Frigyes
Karinthy :
"Deux Bateaux"
I.
Erzsébet se réveilla
à trois heures de l'après-midi. Ces derniers temps elle ne se
couchait pas avant trois ou quatre heures du matin et petit à petit elle
s'y était faite. C'était la fin de l'automne et ce n'était
pas désagréable d'attendre comme ça, dans la chambre
obscure que
Erzsébet
enfila une tournure et lia soigneusement les rubans de couleur bon
marché. À l'aide
d'une lampe à esprit-de-vin elle se frisa les cheveux parmi lesquels se
mêlaient quelques fils gris. La lampe à esprit-de-vin était
posée sur un livre à couverture bleu pâle ; le livre
s'intitulait "Souvenance", édité par une quelconque
société amicale de poésie en mille huit cent
cinquante-deux, ici même, à Kanizsa[3].
Erzsébet plongea dans ses pensées, et son cerveau pas
particulièrement rompu aux mathématiques supérieures eut
besoin d'une bonne minute pour calculer que cela s'était passé il
y avait dans les onze ans. "Souvenance" n'avait pas seulement la
couverture bleu pâle mais les pages également, pages qui
contenaient des poésies vert pâle, de Lisznyai[4]
et de nombre de poétesses. Le chiffre cinquante-deux de la date
était spécialement gravé dans la mémoire de
Erzsébet, elle avait vaguement conscience que dans sa vie
mouvementée et compliquée ce chiffre représentait un
événement particulier. Mais comme c'était une pensée
lointaine, peu réconfortante et plutôt triste, Erzsébet
préféra vite penser à Fellebeau. Elle sortait avec
Fellebeau depuis un mois déjà ; plus exactement Fellebeau
était l'unique homme qui depuis un mois la fréquentait avec
assiduité de sorte que leurs rencontres commençaient à
revêtir un caractère plus précis, marquant une
différence avec les amitiés éphémères
d’un ou deux mois. Ce matin même ils s'étaient
séparés à l'aube, à cinq heures, Erzsébet
l'avait raccompagné en parlant bas depuis la pièce donnant
directement sur l'entrée obscure, et Fellebeau s'était de nouveau
annoncé pour cinq heures de l'après-midi.
Mais
il se présenta dès quatre heures, en pantalon pied-de-poule, en
col très haut, chaussures vernies, gibus droit pas très haut.

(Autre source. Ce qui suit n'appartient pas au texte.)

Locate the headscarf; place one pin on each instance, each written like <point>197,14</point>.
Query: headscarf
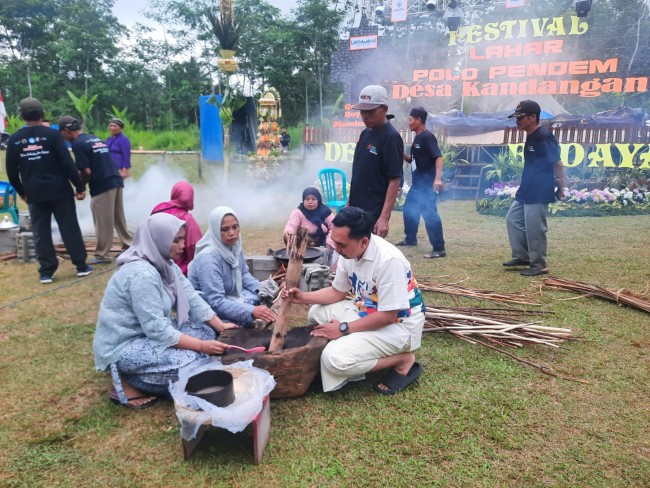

Erzsébet n'avait pas fini sa toilette et elle lui lança vers
l'arrière de s'asseoir sans être gêné. Le chevalier
servant veilla à remonter les jambes de son pantalon avant de prendre
place sur le tabouret de cuir râpé, non sans en avoir
vérifié la propreté. Puis il commença à
trouver le temps long :
- On
a parlé de toi en ville aujourd'hui, dit-il en se penchant en avant. Ces
derniers temps ils se tutoyaient déjà dans l'intimité.
- Tu
m'en diras tant.
Erzsébet
ne s'inquiéta pas outre mesure, que pourrait-on dire d'elle. La seule
chose qui l'intrigua un peu : qui pouvait donc la connaître à
Kanizsa où elle n'habitait que depuis six mois. Quant aux gens, elle
avait depuis des lustres un sentiment lointain et confus à leur
égard, elle ne se rappelait rien ni personne du temps antérieur,
comme si la dernière décennie n'avait été
précédée par rien qui vaille, et que ce qui était
arrivé n'était pas arrivé à elle mais à
quelqu'un d'autre. C'était comme si elle n'était née que
dix ans plus tôt, dans une cour d'une quelconque venelle sale et obscure,
et elle n'était pas née enfant mais déjà femme mûre,
qui comprend tout, blasée – un grand nourrisson sarcastique que le
monde n'intéresse pas parce qu'il l'a déçu avant de le
connaître.
- C'est
chez les Matskásy[5]
qu'on a parlé de toi, poursuivit Fellebeau en voyant qu'elle ne posait
pas de question.
Puis,
comme Erzsébet ne réagissait toujours pas :
- J'ignorais
que tu avais été mariée.
Erzsébet
fixa mieux une épingle et se pencha vers la glace. Elle avait
l'impression d'entendre une sorte de respect dans la voix de Fellebeau et cela l'irrita.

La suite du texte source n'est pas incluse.